2011 Volume 140 Pages 89-116
This paper, based on the analysis of a corpus made up of the minutes of the National Diet of Japan since 1947, investigates the diachronic shift in the cooccurrence patterns between a noun denoting a gradable property (a complex noun formed of a 2-letter Sino-Japanese base and a suffix such as -sei ‘-ness’, -ritu ‘rate’, -do ‘degree’, -ryō ‘quantity’, or -ryoku ‘power’) and a scalar adjectival (like ōkī ‘large’, ōi ‘many’, tuyoi ‘strong’, takai ‘high’ / tīsai ‘small’, sukunai ‘few’, yowai ‘weak’, hikui ‘low’) as they form a subject-predicate collocation.
As far as the nouns appearing in the corpus with sufficiently high frequency are concerned, the following observations hold. Many nouns of the form -sei, -ritu, or -do show an increased preference for takai among the positve scalar adjectivals diacrhonically.

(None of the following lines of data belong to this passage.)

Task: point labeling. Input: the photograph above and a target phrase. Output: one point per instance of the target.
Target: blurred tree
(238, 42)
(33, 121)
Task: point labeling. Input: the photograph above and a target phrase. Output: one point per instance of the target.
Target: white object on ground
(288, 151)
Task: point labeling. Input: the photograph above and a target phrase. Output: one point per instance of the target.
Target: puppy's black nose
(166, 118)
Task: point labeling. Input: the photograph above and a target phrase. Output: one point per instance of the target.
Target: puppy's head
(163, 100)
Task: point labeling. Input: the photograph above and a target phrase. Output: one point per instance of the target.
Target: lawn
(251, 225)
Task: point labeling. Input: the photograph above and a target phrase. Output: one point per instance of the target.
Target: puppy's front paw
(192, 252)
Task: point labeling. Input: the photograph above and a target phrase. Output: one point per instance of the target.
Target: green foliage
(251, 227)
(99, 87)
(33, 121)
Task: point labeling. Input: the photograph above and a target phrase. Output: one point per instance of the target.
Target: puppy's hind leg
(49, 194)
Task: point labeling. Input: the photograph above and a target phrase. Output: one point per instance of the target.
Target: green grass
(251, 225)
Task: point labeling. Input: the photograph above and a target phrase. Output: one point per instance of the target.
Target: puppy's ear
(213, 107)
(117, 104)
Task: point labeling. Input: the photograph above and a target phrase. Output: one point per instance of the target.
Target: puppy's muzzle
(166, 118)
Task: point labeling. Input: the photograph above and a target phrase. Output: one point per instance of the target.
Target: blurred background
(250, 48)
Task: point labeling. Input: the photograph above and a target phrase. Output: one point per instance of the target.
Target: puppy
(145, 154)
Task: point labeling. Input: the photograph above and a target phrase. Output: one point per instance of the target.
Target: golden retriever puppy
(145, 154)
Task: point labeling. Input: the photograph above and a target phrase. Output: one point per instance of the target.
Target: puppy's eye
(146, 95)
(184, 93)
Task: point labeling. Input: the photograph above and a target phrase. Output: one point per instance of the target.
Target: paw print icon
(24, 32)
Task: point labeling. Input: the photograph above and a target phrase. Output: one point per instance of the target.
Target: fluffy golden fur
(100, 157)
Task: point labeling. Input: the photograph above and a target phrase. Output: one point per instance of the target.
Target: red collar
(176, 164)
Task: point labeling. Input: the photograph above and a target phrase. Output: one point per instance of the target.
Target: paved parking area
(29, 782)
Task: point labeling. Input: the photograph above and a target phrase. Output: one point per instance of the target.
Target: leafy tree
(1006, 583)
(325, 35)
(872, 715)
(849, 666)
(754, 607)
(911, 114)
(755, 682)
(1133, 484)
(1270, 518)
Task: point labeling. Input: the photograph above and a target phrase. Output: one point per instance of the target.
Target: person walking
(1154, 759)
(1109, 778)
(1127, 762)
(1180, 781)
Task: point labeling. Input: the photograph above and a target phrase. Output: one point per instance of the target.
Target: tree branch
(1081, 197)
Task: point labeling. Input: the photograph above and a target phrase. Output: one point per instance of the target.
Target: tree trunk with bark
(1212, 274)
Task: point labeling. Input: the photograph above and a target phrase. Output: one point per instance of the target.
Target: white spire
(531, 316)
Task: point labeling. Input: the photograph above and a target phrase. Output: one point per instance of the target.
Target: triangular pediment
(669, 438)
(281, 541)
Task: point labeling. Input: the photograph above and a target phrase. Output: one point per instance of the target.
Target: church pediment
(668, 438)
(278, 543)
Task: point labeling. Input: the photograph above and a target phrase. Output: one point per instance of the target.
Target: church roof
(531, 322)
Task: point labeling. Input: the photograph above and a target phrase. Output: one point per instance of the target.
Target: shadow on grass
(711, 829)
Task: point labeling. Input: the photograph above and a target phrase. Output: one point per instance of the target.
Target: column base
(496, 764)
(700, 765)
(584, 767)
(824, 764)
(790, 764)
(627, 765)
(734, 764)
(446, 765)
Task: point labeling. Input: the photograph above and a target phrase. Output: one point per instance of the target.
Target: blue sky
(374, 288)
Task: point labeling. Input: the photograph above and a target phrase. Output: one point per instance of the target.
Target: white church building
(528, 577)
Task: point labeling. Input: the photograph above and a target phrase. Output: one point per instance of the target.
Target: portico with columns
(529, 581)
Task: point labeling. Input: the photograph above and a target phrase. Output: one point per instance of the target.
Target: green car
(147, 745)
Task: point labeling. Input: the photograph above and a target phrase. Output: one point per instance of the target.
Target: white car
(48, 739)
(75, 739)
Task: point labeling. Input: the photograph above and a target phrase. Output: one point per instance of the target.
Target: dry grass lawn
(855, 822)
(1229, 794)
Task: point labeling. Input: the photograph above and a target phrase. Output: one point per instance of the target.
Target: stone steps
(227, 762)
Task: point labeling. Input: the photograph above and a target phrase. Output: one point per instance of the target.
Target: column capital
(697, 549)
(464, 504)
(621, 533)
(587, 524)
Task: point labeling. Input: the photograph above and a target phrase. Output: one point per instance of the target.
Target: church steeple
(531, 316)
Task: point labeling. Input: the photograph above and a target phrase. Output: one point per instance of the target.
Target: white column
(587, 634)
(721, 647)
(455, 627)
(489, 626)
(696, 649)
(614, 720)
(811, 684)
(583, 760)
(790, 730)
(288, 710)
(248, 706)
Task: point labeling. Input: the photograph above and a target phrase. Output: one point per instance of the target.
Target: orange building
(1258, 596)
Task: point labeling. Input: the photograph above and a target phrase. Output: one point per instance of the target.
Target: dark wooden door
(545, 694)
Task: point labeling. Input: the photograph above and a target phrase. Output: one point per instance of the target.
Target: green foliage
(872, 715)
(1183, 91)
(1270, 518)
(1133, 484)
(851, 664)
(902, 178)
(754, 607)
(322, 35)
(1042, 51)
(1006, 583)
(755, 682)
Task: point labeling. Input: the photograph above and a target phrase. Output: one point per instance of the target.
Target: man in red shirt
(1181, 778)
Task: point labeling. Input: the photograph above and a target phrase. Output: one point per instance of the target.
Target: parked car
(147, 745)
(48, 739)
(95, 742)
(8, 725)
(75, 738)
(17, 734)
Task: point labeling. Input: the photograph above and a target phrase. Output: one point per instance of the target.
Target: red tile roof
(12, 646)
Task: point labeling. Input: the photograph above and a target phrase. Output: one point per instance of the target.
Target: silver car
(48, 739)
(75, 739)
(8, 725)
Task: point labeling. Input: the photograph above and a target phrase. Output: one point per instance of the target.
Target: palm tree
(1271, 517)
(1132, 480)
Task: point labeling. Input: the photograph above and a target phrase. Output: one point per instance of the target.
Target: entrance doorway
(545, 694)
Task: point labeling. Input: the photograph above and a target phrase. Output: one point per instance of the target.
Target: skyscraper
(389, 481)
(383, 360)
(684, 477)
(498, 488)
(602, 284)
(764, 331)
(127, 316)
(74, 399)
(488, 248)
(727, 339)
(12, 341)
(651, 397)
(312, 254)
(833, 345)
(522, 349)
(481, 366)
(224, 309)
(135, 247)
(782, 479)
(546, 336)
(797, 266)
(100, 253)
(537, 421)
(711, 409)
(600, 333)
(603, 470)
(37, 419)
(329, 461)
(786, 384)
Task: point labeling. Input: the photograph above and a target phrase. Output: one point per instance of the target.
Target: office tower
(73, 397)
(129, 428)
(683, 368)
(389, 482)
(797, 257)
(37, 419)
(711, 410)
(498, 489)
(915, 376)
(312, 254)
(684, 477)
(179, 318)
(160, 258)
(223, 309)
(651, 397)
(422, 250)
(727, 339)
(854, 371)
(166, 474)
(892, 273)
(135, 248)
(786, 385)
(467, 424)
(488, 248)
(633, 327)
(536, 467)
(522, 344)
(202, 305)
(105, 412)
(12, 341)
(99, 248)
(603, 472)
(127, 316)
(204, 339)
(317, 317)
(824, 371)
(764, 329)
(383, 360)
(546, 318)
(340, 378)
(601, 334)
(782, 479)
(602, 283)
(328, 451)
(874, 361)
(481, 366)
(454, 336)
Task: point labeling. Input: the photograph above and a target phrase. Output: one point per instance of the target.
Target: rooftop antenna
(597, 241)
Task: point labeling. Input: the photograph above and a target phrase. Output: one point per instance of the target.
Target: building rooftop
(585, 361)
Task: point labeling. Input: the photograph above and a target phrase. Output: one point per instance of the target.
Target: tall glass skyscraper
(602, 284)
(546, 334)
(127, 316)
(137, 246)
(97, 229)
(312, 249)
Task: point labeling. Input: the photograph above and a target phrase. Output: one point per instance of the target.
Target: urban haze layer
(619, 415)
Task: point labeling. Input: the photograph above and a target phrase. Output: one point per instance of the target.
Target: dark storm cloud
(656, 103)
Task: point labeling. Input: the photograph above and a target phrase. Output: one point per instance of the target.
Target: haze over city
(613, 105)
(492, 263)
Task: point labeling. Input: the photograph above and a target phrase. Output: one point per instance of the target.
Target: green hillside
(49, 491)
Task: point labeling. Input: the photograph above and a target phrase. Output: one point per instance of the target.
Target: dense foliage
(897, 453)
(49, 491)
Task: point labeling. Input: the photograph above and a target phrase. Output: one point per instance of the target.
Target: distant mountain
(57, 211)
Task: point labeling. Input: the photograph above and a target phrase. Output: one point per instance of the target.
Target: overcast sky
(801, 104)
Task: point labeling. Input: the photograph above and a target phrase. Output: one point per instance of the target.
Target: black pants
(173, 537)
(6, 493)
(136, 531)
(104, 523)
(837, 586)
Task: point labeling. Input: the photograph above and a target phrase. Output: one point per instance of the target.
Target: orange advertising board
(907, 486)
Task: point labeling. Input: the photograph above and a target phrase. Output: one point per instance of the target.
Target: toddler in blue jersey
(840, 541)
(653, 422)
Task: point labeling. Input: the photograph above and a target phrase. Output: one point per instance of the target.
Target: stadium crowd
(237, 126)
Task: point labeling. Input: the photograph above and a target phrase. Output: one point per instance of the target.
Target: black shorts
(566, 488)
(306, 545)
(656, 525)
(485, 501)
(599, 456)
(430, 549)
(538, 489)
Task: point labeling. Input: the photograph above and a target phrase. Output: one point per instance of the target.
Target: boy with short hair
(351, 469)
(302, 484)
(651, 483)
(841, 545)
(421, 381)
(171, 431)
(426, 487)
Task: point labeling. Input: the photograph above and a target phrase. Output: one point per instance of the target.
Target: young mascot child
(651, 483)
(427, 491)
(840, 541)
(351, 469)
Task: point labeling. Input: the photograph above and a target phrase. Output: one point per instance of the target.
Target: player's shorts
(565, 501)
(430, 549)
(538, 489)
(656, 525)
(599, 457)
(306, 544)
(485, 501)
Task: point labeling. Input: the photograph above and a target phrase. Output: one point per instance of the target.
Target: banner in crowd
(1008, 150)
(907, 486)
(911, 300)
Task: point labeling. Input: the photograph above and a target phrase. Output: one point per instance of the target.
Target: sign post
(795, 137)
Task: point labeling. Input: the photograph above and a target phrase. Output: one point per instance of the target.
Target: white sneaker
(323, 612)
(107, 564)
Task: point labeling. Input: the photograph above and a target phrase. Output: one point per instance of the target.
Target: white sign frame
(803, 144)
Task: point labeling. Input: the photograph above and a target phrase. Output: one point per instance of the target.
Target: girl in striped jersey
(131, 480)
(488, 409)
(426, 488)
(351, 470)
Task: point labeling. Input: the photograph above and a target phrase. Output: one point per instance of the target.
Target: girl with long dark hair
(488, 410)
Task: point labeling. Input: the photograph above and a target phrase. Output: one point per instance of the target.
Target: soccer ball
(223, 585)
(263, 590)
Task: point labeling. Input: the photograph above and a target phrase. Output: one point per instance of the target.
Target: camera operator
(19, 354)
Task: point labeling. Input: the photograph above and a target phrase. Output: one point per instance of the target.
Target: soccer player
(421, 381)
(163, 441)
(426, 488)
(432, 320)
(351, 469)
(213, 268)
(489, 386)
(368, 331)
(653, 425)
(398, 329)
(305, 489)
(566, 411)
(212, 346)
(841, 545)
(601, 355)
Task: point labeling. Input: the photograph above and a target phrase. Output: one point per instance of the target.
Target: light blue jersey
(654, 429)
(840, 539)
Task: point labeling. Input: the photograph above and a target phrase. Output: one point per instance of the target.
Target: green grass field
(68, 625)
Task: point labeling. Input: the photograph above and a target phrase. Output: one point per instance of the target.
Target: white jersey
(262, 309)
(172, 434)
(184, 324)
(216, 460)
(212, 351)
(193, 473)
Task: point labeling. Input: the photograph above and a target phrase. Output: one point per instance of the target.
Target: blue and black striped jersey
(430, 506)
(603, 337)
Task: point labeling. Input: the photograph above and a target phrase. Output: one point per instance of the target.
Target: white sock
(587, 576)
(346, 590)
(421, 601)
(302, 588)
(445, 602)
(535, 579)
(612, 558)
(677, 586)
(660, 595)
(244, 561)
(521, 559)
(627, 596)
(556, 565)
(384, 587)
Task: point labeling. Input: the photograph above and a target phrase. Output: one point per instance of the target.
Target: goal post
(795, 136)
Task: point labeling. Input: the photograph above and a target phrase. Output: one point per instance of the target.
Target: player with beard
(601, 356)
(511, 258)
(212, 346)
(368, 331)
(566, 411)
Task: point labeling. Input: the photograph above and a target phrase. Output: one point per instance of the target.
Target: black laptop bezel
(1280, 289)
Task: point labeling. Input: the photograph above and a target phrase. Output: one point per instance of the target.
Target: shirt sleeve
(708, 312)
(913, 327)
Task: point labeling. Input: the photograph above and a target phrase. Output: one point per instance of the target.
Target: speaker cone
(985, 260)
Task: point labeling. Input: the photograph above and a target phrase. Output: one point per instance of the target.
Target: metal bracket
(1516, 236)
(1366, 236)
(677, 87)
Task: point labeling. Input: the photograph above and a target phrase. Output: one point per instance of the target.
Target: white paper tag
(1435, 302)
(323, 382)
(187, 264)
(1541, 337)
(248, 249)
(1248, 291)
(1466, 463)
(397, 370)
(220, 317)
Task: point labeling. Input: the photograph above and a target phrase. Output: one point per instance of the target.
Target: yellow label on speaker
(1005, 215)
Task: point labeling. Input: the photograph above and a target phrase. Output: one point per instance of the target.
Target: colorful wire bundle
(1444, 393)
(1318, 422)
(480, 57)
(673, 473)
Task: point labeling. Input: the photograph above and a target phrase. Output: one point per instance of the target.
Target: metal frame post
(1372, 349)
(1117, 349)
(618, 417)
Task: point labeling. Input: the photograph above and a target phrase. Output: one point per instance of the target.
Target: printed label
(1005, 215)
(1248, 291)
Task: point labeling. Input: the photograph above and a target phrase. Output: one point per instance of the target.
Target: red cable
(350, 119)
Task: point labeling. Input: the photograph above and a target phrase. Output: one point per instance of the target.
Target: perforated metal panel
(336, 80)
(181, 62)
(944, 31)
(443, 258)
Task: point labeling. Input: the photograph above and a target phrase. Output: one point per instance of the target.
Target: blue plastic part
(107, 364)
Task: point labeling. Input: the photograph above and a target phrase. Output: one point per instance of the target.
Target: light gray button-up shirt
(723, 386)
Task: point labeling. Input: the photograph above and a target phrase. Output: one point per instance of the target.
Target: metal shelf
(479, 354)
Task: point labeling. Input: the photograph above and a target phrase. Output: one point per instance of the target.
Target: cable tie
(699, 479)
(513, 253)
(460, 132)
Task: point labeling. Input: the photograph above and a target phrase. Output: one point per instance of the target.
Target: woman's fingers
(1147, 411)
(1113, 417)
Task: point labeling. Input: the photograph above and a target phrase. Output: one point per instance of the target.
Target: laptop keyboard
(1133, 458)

Also, some nouns of the same form show an increased preference for hikui among the negative scalar adjectivals, seemingly corresponding to the shift mentioned above. On the other hand, nouns of the form -ryoo or -ryoku show no remarkable change in the preference patterns for the scalar adjectivals. These observations lead to the speculation that a change is in progress to the effect that takai is predominantly used for representing the positve values for the properties denoted by the nouns of the form X-sei, X-ritu, or X-do.